O blogue «O Marchador» nasce no momento em que Portugal assinala o centenário da implantação da República, revolução triunfante em 5 de Outubro de 1910 e que constitui momento da maior importância nos quase novecentos anos de história do país.
Naquele início do século XX, o desporto português conhecia uma fase de significativo desenvolvimento, ainda que procurando apenas recuperar do mesmo atraso que caracterizava tantos outros sectores da vida nacional. Nos anos finais do século XIX e no início do século XX, Portugal conheceu o surgimento de importantes colectividades desportivas e o desenvolvimento de competições regulares, numa adesão crescente dos portugueses à actividade física.
É certo que, por esta altura, esses «portugueses» não incluíam muito mais do que alguns aristocratas, mas o processo de desenvolvimento desportivo sentiria forte impulso com a vitória dos republicanos em 1910, fortemente apoiados nas classes populares. A vinda do povo para a rua, em armas, foi decisiva para o triunfo dos revolucionários. E seria sobretudo nesse nível social que o desporto viria a crescer nas primeiras décadas do século XX, incluindo os primeiros anos da República.
A marcha atlética contou-se no role das modalidades desportivas adoptadas na prática de alguns dos novos entusiastas das competições ao ar livre. De 1912 data a primeira referência a provas de marcha integradas no programa dos Jogos Olímpicos Nacionais, que nesse ano conhecia a terceira edição. Os relatos mencionam a vitória de Djalma Bastos, do CIF, a quem sucedeu, nos dois anos seguintes, o colega de clube Sousa Flores, já com o torneio rebaptizado Jogos Desportivos Nacionais.
Mas a referência mais antiga a provas de marcha em Portugal apontava para 1907, ainda na monarquia, quando uma vintena de pedestrianistas mais ou menos aventureiros se abalançaram a ligar (em marcha) Lisboa a Sintra, com regresso. O percurso incluía passagens por Benfica, Porcalhota, Queluz, Cacém, Rio de Mouro e S. Pedro. Dessa prova, um nome ficou para a história: o de Vítor Guedes Júnior, primeiro classificado, que «chegou a Sintra em menos de quatro horas e fez o percurso de regresso em pouco mais de três», conforme se lia na imprensa da época. Guedes Júnior tornou-se, assim, o primeiro vencedor de provas de marcha conhecido no nosso país.

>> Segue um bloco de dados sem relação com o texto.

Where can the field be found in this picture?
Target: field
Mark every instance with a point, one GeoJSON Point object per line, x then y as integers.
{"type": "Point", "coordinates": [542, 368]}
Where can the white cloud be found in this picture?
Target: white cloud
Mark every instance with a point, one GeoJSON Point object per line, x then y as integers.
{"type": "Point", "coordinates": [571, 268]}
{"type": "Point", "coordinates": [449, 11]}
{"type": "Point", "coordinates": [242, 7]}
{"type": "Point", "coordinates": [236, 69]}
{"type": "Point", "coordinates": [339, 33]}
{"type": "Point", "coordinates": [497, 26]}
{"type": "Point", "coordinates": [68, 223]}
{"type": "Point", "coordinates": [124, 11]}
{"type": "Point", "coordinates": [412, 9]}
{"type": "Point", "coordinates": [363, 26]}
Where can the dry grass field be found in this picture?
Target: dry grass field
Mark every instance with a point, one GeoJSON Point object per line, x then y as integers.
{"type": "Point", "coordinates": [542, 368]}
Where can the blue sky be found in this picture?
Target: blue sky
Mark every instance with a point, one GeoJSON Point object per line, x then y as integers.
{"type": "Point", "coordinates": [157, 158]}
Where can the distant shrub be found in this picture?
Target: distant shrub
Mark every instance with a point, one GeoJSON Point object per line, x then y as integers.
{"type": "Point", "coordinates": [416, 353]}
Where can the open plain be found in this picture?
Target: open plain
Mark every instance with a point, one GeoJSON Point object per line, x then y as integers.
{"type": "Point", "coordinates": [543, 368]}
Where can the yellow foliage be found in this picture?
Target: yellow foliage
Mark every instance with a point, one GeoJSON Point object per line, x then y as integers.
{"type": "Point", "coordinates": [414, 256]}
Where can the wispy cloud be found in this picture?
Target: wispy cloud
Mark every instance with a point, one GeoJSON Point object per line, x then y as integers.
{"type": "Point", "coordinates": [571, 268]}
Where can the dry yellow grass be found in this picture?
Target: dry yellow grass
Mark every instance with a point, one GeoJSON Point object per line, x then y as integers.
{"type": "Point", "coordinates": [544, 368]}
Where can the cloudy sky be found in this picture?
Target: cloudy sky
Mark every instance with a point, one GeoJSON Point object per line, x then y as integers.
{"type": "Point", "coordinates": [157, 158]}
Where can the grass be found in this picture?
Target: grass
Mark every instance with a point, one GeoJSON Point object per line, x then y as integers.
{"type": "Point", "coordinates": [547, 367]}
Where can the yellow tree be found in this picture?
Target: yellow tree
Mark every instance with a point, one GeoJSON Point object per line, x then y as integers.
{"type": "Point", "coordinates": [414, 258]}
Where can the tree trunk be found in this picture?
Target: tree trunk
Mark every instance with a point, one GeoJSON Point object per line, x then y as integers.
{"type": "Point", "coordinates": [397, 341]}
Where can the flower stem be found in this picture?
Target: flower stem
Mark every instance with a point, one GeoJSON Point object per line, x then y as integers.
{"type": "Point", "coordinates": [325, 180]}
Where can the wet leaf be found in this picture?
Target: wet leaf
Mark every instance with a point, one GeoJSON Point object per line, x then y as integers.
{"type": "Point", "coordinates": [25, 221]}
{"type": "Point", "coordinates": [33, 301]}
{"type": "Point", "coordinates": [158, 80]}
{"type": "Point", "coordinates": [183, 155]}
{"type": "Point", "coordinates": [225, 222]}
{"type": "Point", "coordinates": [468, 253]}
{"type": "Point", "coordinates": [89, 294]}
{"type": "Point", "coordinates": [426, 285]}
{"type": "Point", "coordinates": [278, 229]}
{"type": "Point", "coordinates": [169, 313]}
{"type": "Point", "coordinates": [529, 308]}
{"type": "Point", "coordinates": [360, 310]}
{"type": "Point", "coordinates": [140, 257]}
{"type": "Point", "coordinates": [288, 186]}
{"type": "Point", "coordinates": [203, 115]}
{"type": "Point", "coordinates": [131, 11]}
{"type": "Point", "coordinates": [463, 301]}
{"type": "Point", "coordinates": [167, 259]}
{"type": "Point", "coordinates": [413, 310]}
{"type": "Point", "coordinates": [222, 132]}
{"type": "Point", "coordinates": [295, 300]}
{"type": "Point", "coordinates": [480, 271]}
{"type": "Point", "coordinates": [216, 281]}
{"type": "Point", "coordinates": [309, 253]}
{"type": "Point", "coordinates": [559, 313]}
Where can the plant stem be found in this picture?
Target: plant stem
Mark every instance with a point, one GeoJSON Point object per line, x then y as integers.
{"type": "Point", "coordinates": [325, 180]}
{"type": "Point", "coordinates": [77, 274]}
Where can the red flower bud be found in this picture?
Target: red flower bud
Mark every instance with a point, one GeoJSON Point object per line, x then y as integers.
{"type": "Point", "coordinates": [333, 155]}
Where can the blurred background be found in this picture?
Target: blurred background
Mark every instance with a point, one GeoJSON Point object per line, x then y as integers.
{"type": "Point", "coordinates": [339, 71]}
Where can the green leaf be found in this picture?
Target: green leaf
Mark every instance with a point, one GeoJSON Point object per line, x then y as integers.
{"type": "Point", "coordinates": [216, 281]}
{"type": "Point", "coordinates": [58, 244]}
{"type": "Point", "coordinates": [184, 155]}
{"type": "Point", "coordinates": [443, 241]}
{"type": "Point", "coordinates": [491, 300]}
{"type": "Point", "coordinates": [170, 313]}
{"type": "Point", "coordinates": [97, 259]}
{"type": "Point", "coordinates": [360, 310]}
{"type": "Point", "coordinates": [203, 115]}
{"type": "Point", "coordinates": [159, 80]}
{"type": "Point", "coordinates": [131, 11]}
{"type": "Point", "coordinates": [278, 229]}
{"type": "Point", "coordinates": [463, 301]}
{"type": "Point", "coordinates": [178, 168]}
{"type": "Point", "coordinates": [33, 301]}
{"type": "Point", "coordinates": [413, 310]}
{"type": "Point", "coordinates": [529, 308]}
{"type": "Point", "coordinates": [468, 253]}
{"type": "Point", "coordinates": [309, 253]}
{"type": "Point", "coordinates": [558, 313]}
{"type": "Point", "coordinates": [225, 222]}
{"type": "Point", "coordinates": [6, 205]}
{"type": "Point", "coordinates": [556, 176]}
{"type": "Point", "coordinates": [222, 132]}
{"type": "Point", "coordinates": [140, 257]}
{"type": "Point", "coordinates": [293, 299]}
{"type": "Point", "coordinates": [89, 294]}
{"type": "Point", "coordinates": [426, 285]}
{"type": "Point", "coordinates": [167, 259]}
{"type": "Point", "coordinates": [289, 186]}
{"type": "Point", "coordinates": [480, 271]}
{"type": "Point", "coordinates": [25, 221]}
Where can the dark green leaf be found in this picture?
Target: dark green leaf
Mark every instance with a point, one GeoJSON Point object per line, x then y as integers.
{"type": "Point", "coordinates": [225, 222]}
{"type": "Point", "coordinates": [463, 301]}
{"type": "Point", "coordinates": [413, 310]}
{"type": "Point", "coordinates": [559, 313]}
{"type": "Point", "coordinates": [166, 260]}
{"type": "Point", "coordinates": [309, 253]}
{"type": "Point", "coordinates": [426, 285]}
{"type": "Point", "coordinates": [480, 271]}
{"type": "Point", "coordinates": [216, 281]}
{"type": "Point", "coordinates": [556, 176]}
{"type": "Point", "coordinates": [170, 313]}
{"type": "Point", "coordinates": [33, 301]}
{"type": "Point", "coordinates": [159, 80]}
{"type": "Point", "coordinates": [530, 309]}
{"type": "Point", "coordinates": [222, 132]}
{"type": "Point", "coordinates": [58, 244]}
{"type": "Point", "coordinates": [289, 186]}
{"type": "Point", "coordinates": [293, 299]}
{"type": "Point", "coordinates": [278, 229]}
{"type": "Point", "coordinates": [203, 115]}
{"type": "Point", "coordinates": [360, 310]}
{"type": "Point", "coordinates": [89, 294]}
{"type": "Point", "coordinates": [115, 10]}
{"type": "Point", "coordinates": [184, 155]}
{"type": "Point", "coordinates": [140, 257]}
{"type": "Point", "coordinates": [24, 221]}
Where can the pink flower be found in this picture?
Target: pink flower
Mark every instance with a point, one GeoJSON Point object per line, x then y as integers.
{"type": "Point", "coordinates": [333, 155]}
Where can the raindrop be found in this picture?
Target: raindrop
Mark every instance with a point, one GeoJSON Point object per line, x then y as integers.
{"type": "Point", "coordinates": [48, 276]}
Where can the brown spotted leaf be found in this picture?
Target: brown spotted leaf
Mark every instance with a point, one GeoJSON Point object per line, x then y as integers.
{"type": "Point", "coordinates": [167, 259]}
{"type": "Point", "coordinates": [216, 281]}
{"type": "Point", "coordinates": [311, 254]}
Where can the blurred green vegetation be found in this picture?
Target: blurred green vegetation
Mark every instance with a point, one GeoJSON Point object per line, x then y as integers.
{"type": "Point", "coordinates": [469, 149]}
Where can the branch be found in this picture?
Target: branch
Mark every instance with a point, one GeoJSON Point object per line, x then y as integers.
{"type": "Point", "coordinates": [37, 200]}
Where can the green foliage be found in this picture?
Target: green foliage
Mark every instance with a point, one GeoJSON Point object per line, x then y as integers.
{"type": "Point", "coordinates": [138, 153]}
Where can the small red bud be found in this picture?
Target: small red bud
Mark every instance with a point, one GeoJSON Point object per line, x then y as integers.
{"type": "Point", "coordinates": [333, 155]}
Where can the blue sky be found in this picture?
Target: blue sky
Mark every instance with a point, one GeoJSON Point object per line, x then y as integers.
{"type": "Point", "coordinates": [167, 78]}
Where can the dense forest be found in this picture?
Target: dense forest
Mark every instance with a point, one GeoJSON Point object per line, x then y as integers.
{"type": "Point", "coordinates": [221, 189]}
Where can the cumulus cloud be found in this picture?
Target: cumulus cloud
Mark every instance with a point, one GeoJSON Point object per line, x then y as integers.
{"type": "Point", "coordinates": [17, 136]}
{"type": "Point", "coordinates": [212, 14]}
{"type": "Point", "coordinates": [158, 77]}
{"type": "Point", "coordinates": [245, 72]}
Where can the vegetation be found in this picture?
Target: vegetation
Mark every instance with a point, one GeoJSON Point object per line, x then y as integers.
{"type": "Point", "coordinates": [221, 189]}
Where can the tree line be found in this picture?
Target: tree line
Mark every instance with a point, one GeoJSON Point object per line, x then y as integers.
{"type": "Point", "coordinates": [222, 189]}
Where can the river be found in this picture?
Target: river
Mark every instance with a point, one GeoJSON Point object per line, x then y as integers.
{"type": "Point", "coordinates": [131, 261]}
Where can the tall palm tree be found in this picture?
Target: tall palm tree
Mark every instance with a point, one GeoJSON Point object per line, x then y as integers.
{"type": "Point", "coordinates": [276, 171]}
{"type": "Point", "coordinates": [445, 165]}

Não se sabe qual terá sido em rigor o percurso seguido pelos atletas nem se a prova decorreu sob a égide de alguma entidade habilitada para ajuizar o cumprimento de regras previamente estabelecidas. Mas sabe-se que, como notou o olisipógrafo Appio Sottomayor na coluna regular que durante anos manteve no vespertino «A Capital» (ver edição de 4 de Agosto de 1997): «Como não consta que na época houvesse 'doping' ou especiais estimulantes, mas, em contrapartida, se notabilizavam as localidades mencionadas pela existência de algumas locandas onde os líquidos tintos e brancos ascendiam a néctares, não será talvez demasiado ousado supor que alguns atletas se foram dessedentando pelo caminho.»
A prova pode não ter sido muito canónica, mas não deixa de ser uma importante referência para a história da marcha atlética em Portugal. E de constituir uma espécie de resposta ao «apelo» à prática desportiva, em geral, e da marcha, em particular, numa época em que o país fazia por tentar aproximar-se das melhores tradições internacionais.
A disciplina da marcha atlética tinha uma já longa tradição nas ilhas britânicas e em França, onde eram famosas as grandes caminhadas individuais, realizadas com fins de aventura em forma de aposta ou a título simplesmente diletante.
Essa era também a época em que a marcha surgia reconhecida internacionalmente como disciplina do atletismo em pé de igualdade com as restantes especialidades, como denota o facto de a marcha ter passado a fazer parte dos programas de competições como os Jogos Olímpicos, em Londres-1908 (não contando com a inclusão de uma prova de meia milha de marcha numa espécie de decatlo nos Jogos de 1904, em St. Louis). E assim faria o seu caminho mundo fora, até aos nossos dias, numa universalização crescente.
Por cá, a forma como a elite política tratou a República determinou-lhe o percurso e o destino que se conhece: das grandes esperanças de 1910 à ditadura de 1926, aquela foi uma I República que viveu na maior instabilidade governativa e social, com o povo cada vez mais consciente de que, afinal, voltava a ser esquecido.
Ainda que não possa falar-se com rigor em qualquer relação de causa-efeito, não pode deixar de constatar-se a coincidência entre esta perda de ilusões sociais e o desaparecimento da prática da marcha atlética em Portugal, pelo menos em contexto de competição.
A República fez um intervalo. A marcha atlética copiou o exemplo. E o programa seguiu «dentro de momentos». Em 1974.